ABD Başkanı Donald Trump’ın CIA’in başına profesyonel işkenceci Gina Haspel’i ataması, “kara delik” denilen işkence merkezlerini, hayalet gemileri, Ebu Gureyb Hapishanesi'ni, korku adası Guantanamo’yu ve ölüm kamplarını yeniden dünya gündemine taşıdı. ABD’nin 2001’de Afganistan’ı, 2003’te Irak’ı işgaliyle işkence yasallaşarak insanlık hafızasında derin iz bıraktı. Binlerce insanın ortadan kaybolduğu sistematik programlar yürütülerek insanlık için utanç verici bir tarih yaşandı. Terörle savaş adı altında yürütülen işgal projesinin doğurduğu güvenlik paranoyası hukuk ve adaleti, temel insan haklarını yok etti.
Devlet terörü
İnsanların kimileri evinden, sokağından, okulundan, işyerinden kimileri camilerden alınıp kimsenin bilmediği yerlere götürüldü. İşkence ve devlet terörünü meşrulaştıranlar, adam kaçırmayı da yasallaştırdı. İşkence kurumsallaştığı gibi devlet eliyle korsanlık ve adam kaçırma da kurumsallaştı. Bunun için istihbarat birimleri kurularak Gina Haspel gibi isimlerin de aralarında bulunduğu kadrolar yetiştirildi.
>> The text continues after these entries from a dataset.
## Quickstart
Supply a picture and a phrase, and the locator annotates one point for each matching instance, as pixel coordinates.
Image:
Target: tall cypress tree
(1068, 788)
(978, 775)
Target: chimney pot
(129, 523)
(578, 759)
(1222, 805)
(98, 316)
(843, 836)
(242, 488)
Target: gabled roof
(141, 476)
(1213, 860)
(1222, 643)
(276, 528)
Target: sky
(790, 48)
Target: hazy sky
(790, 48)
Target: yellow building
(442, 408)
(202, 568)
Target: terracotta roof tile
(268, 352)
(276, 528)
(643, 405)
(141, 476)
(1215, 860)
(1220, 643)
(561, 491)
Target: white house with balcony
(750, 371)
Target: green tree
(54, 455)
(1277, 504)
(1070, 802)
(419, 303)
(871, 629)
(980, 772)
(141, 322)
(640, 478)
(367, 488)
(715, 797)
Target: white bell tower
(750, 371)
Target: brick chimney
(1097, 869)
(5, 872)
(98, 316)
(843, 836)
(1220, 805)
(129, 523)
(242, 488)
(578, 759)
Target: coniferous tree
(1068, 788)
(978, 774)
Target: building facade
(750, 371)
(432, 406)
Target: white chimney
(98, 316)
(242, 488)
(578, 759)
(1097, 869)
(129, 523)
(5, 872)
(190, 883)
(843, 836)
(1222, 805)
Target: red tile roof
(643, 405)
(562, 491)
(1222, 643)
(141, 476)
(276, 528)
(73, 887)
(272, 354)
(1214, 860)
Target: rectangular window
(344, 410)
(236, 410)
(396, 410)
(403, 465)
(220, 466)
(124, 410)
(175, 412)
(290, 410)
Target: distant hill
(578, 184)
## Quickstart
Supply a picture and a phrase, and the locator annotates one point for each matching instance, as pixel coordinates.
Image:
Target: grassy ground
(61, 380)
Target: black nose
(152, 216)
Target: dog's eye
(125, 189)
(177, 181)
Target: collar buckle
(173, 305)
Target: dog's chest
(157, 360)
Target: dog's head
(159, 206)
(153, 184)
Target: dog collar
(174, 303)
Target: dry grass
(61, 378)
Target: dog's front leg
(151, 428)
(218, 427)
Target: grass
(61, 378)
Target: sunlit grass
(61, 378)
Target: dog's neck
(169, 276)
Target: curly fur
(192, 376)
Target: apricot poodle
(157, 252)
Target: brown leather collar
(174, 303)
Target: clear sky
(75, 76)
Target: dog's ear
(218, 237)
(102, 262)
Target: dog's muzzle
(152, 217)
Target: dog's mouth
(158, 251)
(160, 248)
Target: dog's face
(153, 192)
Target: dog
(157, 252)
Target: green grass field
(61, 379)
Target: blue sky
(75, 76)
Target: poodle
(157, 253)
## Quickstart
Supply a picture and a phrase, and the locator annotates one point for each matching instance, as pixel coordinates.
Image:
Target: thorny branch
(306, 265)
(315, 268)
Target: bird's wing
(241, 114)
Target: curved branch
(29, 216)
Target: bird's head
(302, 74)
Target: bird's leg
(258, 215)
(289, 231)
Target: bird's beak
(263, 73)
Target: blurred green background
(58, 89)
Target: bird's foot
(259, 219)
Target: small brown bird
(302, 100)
Paris ve Berlin’den Tayland’ın yağmur ormanlarına, Okyanus’ta dolaşan hayalet gemilerden, Kuzey Afrika’nın çöllerine kadar, sayısız esir ve işkence kampında yaşananlar İnsan bedenine, ruhuna, onuruna yönelik en çirkin saldırılar olarak anılıyor.
Geçmişi kara delik
Profesyonel işkenceci Gina Haspel’in Dışişleri Bakanlığı'na atanan Mike Pompeo’dan boşalan CIA Direktörülüğüne atanması ABD’de tartışma başlattı. Gina Haspel, CIA Direktörülüğüne getirilen ilk kadın olmasının yanısıra 11 Eylül 2001 saldırıları sonrası ‘terör zanlılarının’ kaçırılması, ‘kara delik’ denilen merkezlerde esir alınması ve işkenceden geçirilmesi programının kilit ismi olduğu belirtildi. Haspel’in 2002 yılında Cumhuriyetçi Başkan George W. Bush yönetiminde Tayland’da “Kedi Gözü” adlı gizli hapishaneden sorumlu olduğu vurgulandı. Demokratların tamamının Cumhuriyetçilerin ise bazılarının Haspel’in, CIA başkanlığına olumsuz oy kullanacağı belirtiliyor. Öte yandan Avrupa Anayasa ve İnsan Hakları Merkezi (ECCHR), terör zanlılarına işkence davasıyla ilgili Haspel’in gözaltına alınması için izin talep etmişti.
Ölüm kampları
Afganistan işgalinden sonra ülkedeki ABD üsleri sorgu ve işkence merkezlerine dönüştürüldü. Ülkeden toplu katliam, toplu mezar ve toplama kampları manzaraları saçılırken Irak işgalinden sonra güneyde Ummul Kasr’dan kuzeyde Türkiye sınırına kadar bir çok bölgede de esir kampları ve işkence merkezleri kuruldu. Buralarda kadın ve çocukların bulunduğu özel bölümler hatta özel merkezler dahi oluşturuldu. Ebu Gureyb’ten yükselen çığlığı dünya duysa da sesini duyuramayan onlarca ölüm kampı gözlerden uzak kaldı.